La investigación incluyó a 75 pequeños de entre uno y tres años, todos con diagnóstico confirmado de alergia al maní en distintos grados. Cincuenta de ellos recibieron el tratamiento experimental, mientras que los otros 25 formaron el grupo de control y evitaron por completo el alimento durante el estudio.
El método se basó en la inmunoterapia oral. Los niños comenzaron ingiriendo cantidades mínimas de hojuelas de maní dentro del hospital y continuaron el tratamiento a diario en casa. Cada cuatro a seis semanas se aumentaba la dosis hasta alcanzar una cantidad preventiva equivalente a aproximadamente una nuez y media al día.

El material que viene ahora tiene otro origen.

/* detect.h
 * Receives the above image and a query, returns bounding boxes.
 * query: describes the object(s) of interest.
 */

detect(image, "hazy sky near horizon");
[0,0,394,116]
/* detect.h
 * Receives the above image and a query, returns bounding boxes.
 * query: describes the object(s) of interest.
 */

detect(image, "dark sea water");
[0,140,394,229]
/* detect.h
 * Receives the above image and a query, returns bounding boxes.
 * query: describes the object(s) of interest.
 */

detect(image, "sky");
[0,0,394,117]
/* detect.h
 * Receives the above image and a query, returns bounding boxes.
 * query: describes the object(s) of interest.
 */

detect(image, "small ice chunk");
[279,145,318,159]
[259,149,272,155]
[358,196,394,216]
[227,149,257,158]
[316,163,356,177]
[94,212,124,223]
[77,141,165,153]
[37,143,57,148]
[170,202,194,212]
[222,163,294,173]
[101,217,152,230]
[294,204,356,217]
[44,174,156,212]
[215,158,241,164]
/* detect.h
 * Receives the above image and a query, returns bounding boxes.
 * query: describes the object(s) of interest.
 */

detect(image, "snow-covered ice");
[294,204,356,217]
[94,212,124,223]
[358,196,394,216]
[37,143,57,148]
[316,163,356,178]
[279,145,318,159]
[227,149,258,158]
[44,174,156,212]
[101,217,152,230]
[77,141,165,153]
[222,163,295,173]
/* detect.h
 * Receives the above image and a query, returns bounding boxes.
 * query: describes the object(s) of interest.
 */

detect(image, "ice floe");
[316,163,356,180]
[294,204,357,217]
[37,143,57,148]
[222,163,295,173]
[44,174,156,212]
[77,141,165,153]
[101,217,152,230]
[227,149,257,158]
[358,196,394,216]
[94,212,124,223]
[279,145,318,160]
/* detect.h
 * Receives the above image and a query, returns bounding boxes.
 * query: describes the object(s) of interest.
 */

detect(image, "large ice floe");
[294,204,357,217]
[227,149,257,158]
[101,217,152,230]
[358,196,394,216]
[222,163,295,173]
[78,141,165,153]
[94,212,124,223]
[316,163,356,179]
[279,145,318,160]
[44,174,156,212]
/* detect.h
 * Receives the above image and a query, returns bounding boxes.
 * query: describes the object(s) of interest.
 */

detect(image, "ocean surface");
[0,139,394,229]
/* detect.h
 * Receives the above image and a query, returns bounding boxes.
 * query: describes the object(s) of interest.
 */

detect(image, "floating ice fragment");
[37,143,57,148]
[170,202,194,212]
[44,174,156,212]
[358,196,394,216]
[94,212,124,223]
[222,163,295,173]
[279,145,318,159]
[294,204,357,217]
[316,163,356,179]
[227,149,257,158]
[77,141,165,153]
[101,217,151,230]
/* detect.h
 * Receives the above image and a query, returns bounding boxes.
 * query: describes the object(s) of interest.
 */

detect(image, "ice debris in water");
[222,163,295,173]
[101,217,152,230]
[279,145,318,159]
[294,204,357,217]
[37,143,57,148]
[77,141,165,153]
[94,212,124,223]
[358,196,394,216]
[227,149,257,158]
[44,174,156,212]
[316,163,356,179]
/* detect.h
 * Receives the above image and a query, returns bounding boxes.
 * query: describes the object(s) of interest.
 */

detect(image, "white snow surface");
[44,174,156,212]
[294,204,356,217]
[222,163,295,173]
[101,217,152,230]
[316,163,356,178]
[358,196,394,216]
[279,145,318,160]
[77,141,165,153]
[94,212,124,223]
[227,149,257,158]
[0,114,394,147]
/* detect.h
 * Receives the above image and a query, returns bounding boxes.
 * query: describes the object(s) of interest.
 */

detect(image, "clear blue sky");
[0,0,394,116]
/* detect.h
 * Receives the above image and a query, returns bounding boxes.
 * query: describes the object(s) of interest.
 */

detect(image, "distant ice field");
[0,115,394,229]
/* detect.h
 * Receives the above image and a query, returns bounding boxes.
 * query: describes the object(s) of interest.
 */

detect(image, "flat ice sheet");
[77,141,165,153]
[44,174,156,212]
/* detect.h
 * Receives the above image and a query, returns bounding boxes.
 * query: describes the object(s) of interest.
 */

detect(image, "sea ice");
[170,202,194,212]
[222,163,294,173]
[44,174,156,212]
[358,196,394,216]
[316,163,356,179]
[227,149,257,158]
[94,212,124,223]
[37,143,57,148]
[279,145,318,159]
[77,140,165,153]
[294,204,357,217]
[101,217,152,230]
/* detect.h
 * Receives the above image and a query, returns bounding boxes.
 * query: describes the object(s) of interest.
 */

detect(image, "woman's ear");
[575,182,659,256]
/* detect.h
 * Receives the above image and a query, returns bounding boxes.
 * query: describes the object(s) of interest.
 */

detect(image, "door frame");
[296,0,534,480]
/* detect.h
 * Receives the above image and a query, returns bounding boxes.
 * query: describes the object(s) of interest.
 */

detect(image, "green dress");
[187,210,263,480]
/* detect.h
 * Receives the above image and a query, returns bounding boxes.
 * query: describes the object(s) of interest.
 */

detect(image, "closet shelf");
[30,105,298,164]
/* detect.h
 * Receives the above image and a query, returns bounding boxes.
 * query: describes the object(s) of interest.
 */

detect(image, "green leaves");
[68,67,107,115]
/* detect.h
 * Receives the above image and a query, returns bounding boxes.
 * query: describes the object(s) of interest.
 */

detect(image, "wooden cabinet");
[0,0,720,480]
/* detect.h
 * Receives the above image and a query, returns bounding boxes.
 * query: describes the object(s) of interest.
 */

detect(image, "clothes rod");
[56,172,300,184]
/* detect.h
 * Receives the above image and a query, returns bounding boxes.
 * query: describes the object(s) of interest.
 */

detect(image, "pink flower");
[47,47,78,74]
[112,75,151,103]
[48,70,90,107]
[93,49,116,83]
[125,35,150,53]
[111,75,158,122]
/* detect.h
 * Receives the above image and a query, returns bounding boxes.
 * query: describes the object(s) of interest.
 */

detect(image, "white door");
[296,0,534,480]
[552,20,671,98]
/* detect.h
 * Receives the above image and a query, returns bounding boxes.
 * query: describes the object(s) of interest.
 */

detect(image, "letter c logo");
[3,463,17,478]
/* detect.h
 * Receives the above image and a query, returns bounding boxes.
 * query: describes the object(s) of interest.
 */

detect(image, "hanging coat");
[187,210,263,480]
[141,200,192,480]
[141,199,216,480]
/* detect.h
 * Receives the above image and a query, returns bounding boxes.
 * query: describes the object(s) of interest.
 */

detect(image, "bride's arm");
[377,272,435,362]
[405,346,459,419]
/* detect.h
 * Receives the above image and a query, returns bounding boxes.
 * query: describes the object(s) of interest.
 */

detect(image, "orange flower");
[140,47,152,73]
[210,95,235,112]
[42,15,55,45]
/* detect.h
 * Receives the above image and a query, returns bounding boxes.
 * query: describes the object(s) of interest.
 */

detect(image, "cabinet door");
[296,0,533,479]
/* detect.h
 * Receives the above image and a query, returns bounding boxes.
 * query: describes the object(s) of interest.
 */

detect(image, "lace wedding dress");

Tras tres años de seguimiento, el 82% de los niños tratados pudo comer al menos tres nueces y media de maní sin presentar ninguna reacción alérgica, incluso después de suspender la terapia durante cuatro semanas. En el grupo de control, solo el 12% logró tolerar esa cantidad.
“Todos los niños que siguieron el protocolo alcanzaron el objetivo principal del tratamiento, y la mayoría pudo ingerir hasta 25 maníes sin síntomas”, afirmó Caroline Nilsson, profesora asociada del Departamento de Ciencias Clínicas y Educación.
Nilsson destacó que la terapia resulta segura cuando se aplica en un entorno médico supervisado. El uso de hojuelas de maní, añadió, facilitó el proceso tanto para los niños como para sus familias.
Se registraron algunos efectos leves como picazón en la boca o erupciones cutáneas. Durante las fases de aumento de dosis aparecieron reacciones más intensas, y un número limitado de niños requirió inyecciones de adrenalina.
Los investigadores advierten que este tipo de tratamiento no debe intentarse en casa sin supervisión médica debido al riesgo de reacciones alérgicas graves.
Anna Asarnoj, quien dirigió el estudio junto a Nilsson, señaló que un enfoque cauteloso y gradual fue clave para lograr resultados seguros y eficaces.
El equipo planea ahora analizar los cambios que ocurren en el sistema inmunológico durante la terapia, así como realizar un seguimiento más prolongado de los niños para determinar si la tolerancia se mantiene a largo plazo.
Los resultados fueron publicados en la revista The Lancet Regional Health – Europe.